Photo of Professionals At Aull, Sherman, Worthington, Giorza & Hamilton, L.L.C.

When should you review your Missouri estate plan?

On Behalf of | Nov 19, 2021 | Estate Planning

If you already have an estate plan in place, you should be proud of yourself. The next step is to review it to ensure it reflects your current situation and wishes. If you’ve been wondering when you should take that step, here’s what you need to know:

Why and when should you update it?

Generally, people review their estate plans to reflect major life changes. That means, for instance, you may want to review your estate plan if you’ve experienced any changes to your family dynamics. For example, if you’ve just gotten married, you may want to ensure that your estate plan includes your new spouse. Similarly, you may want to remove your ex-spouse from the document if you’ve just divorced them.

Secondly, if you have just had a child, or your new spouse has brought in kids from a previous relationship, you may want to include them as beneficiaries. Ultimately, your estate plan should include all your kids – whether adopted or biological.

Thirdly, it’s a great idea to review your estate planning documents if you’ve recently relocated to a different state to make sure it’s compliant with the current state laws. If you’ve not moved, remember that tax laws may have changed in your state, and your estate plan should reflect that.

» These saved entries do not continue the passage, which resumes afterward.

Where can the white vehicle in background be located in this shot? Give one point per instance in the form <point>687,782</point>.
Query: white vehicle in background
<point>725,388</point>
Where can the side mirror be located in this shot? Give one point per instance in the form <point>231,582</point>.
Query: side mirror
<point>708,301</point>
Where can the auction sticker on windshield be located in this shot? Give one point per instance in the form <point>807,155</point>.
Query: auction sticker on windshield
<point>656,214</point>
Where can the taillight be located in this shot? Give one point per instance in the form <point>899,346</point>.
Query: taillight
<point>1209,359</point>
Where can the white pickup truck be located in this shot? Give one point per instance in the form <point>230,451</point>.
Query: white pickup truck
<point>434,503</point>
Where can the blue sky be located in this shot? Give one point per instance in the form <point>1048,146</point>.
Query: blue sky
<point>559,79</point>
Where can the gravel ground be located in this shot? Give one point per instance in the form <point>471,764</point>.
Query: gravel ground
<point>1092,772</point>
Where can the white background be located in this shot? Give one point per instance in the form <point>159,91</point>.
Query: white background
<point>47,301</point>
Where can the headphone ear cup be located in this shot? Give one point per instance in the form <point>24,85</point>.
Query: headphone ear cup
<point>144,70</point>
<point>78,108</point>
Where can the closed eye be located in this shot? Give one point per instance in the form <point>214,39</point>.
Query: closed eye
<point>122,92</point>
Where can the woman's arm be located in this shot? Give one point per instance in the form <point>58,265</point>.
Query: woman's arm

Is there a benchmark for the review?

It’s possible for your life to have little or no changes. To stay on the safe side, you can make it a habit to review the document after every five years. You should conduct this process with an attorney; they will help you assess your life, walk through your goals and assess whether your current estate plan reflects those goals sufficiently. With their help, you may find that you have to update some things that you wouldn’t otherwise consider on your own, such as the order of your trustees.

The process of reviewing your estate plan is quite simple. However, always remember that failing to do it in a timely manner can attract many issues, such as assets ending up in the wrong hands.